Ancaman Besar Tsunami di Cilacap dan Pantai Selatan Jawa, Bagaimana Cara Bersahabat dengan Gempa?

Suara Depok

Kamis, 04 Agustus 2022 | 12:20 WIB
Ancaman Besar Tsunami di Cilacap dan Pantai Selatan Jawa, Bagaimana Cara Bersahabat dengan Gempa?
Ilustrasi Tsunami.[Pixabay/KELLEPICS] (Pixabay/KELLEPICS)

Depok.suara.com - Tsunami adalah gelombang laut yang sangat besar yang diakibatkan oleh gempa bumi yang sangat kuat dan sumber gempanya berada di dasar laut, dengan kedalaman pusat gempa kurang dari 30 km.

Namun Tsunami dapat juga disebabkan oleh longsoran bawah laut, letusan gunung api bawah laut, bahkan meteor yang jatuh ke bumi.

Cilacap merupakan salah satu wilayah di Jawa Tengah yang rawan gempa bumi dan tsunami.

Tapi, Gempa bumi dan tsunami hingga saat ini belum dapat diprediksi kapan terjadinya.

Ahli kegempaan Fakultas Teknik Unsoed, Dr.Ir.Asmoro Widagdo,ST.,MT.,IPP. menjelaskan bahwa pantai Cilacap seperti halnya semua pantai di sepanjang selatan Pulau Jawa merupakan area yang perlu mendapatkan perhatian terkait potensi kejadian bencana gempa dan tsunami.

"Berbagai gempa dengan kekuatan dan kedalaman bervariasi telah terjadi di selatan Jawa," ujarnya dari keterangan tertulis Kamis (4/7/2022).

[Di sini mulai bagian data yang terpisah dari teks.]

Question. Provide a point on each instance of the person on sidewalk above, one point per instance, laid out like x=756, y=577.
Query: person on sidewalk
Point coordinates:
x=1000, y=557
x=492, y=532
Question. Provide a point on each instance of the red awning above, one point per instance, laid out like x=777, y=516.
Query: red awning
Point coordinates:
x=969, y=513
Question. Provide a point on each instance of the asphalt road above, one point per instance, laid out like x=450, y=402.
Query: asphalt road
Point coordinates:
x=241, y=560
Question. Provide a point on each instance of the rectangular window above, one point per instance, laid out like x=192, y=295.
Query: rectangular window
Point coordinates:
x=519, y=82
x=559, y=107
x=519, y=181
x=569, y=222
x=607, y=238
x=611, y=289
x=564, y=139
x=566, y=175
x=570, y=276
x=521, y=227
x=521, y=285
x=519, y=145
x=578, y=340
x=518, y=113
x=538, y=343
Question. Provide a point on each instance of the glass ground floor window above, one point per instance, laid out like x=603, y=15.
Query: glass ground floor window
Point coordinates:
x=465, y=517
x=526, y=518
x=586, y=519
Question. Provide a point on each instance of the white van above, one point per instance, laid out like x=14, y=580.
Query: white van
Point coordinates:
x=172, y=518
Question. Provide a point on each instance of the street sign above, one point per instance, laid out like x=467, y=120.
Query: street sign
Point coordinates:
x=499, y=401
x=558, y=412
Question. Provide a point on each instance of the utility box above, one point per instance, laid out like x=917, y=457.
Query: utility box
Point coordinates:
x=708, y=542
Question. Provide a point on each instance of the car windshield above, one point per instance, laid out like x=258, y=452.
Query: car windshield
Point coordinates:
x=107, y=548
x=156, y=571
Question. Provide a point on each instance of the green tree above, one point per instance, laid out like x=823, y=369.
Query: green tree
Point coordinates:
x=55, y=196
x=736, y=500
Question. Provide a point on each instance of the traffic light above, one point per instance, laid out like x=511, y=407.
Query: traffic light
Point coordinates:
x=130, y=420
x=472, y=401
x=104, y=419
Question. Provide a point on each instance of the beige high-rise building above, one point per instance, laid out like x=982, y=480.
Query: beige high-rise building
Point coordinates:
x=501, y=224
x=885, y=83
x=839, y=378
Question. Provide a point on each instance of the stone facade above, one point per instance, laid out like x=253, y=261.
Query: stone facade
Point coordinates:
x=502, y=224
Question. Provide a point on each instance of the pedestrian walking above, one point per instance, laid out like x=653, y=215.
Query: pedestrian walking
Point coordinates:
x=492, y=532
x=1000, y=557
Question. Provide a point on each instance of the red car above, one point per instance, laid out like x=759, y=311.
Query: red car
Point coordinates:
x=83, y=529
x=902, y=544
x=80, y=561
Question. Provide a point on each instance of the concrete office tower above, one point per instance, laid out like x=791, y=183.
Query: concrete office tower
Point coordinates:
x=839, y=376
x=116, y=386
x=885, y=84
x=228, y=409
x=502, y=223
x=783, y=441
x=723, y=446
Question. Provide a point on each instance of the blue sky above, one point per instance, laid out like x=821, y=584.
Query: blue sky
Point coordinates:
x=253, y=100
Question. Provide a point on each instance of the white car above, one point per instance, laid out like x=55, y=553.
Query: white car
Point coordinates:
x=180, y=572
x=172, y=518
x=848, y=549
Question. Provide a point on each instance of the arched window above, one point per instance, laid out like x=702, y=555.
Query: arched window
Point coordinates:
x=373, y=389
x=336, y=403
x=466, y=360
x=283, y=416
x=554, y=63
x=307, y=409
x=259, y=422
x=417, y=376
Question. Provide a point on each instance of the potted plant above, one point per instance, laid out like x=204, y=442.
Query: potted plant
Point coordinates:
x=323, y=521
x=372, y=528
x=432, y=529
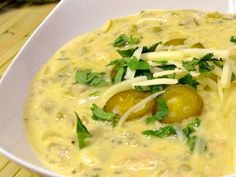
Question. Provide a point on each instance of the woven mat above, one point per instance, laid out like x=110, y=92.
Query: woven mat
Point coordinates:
x=17, y=22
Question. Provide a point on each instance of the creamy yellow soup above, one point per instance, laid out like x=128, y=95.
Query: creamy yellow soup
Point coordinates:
x=123, y=150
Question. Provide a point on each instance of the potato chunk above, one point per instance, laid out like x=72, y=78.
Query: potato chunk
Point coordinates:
x=123, y=101
x=183, y=102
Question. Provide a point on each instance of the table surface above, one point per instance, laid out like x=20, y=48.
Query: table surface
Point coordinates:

Menurutnya beberapa kejadian gempa bakal disusul dengan tsunami yang menyertainya. Maka masyarakat harus mengantisipasi hal tersebut.

"Ratusan bahkan ribuan korban gempa/tsunami pernah terjadi di selatan Jawa-Sumatra. Kejadian ini terekam oleh masyarakat di sepanjang pantai dan menjadi momok yang menghantui mereka," ucapnya.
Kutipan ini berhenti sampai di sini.